Overfitting and Underfitting

There are two equally problematic cases which can arise when learning a classifier on a data set: underfitting and overfitting, each of which relate to the degree to which the data in the training set is extrapolated to apply to unknown data:

Underfitting: The classifier learned on the training set is not expressive enough to even account for the data provided. In this case, both the training error and the test error will be high, as the classifier does not account for relevant information present in the training set.

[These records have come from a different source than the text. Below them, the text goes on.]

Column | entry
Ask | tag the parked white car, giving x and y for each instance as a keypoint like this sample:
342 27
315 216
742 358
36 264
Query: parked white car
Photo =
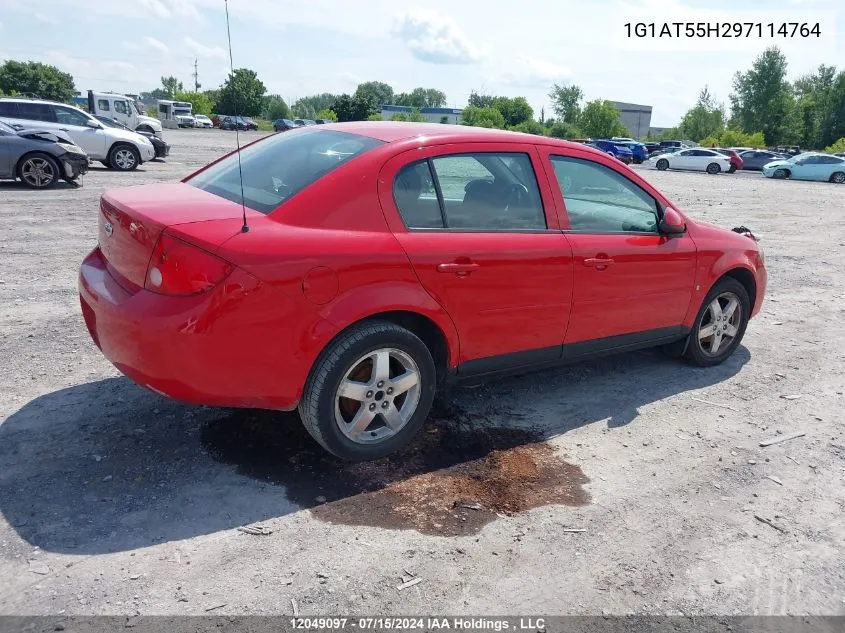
696 158
116 148
200 120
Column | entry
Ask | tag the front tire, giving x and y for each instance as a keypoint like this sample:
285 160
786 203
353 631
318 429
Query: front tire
720 324
39 171
369 392
124 157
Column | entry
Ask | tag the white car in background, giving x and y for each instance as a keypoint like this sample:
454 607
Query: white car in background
694 159
117 148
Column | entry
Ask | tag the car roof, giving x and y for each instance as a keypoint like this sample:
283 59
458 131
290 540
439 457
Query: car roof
394 131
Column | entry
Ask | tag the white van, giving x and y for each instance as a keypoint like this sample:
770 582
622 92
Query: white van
122 109
115 148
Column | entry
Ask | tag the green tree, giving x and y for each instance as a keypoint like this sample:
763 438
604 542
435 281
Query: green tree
514 110
422 98
566 101
327 115
562 129
600 119
171 86
377 93
482 117
480 101
529 127
243 94
350 108
276 108
308 107
762 97
706 118
35 78
200 102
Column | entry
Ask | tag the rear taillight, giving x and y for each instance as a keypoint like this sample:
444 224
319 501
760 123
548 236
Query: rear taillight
178 268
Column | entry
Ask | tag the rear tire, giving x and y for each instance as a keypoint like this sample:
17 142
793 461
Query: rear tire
39 171
124 157
718 332
372 420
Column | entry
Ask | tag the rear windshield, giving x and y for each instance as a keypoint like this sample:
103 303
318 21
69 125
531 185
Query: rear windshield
280 166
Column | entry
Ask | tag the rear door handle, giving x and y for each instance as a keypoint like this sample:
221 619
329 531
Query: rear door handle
456 268
598 262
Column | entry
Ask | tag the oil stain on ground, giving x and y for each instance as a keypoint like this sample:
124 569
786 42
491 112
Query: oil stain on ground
456 477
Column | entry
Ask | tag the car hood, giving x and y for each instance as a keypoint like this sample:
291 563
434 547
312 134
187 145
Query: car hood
57 136
778 163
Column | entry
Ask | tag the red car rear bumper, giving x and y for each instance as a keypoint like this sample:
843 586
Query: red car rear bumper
225 347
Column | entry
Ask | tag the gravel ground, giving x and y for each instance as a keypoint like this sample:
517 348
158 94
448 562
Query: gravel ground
116 501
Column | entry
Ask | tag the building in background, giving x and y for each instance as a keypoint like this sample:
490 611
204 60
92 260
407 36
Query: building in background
637 118
432 115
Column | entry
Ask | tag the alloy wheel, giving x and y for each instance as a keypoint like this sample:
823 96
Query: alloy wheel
38 172
124 159
377 396
720 324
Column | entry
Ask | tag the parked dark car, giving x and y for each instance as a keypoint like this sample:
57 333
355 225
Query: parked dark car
38 157
237 122
282 125
162 149
753 160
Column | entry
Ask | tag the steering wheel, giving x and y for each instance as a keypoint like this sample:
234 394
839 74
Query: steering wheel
517 196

Overfitting: The classifier learned on the training set is too specific, and cannot be used to accurately infer anything about unseen data. Although training error continues to decrease over time, test error will begin to increase again as the classifier begins to make decisions based on patterns which exist only in the training set and not in the broader distribution.

Figure 1: overfitting and underfitting

Identify the Sweet Spot

Divide data into training and validation portions. Train your algorithm on the "training" split and evaluate it on the "validation" split, for various value of $\lambda$ (Typical values: 10-5 10-4 10-3 10-2 10-1 100 101 102 ...).

k-fold cross validation

Divide your training data into $k$ partitions. Train on $k-1$ of them and leave one out as validation set. Do this $k$ times (i.e. leave out every partition exactly once) and average the validation error across runs. This gives you a good estimate of the validation error (even with standard deviation). In the extreme case, you can have $k=n$, i.e. you only leave a single data point out (this is often referred to as LOOCV- Leave One Out Cross Validation). LOOCV is important if your data set is small and cannot afford to leave out many data points for evaluation .

Telescopic search

Do two searches: 1st, find the best order of magnitude for $\lambda$; 2nd, do a more fine-grained search around the best $\lambda$ found so far. For example, first you try $\lambda=0.01,0.1,1,10,100$. It turns out 10 is the best performing value. Then you try out $\lambda=5,10,15,20,25,...,95$ to test values "around" $10$.

Early Stopping

Stop your optimization after M (>= 0) number of gradient steps, even if optimization has not converged yet.

Figure 2: Early stopping

What if even your "sweet spot" validation error is still too high?

Detecting High Bias and High Variance

If a classifier is under-performing (e.g. if the test or training error is too high), there are several ways to improve performance. To find out which of these many techniques is the right one for the situation, the first step is to determine the root of the problem.

Figure 3: Test and training error as the number of training instances increases.

The graph above plots the training error and the test error and can be divided into two overarching regimes. In the first regime (on the left side of the graph), training error is below the desired error threshold (denoted by $\epsilon$), but test error is significantly higher. In the second regime (on the right side of the graph), test error is remarkably close to training error, but both are above the desired tolerance of $\epsilon$.

Regime 1 (High Variance)

In the first regime, the cause of the poor performance is high variance.


  1. Training error is much lower than test error
  2. Training error is lower than $\epsilon$
  3. Test error is above $\epsilon$


Regime 2 (High Bias)

Unlike the first regime, the second regime indicates high bias: the model being used is not robust enough to produce an accurate prediction.


  1. Training error is higher than $\epsilon$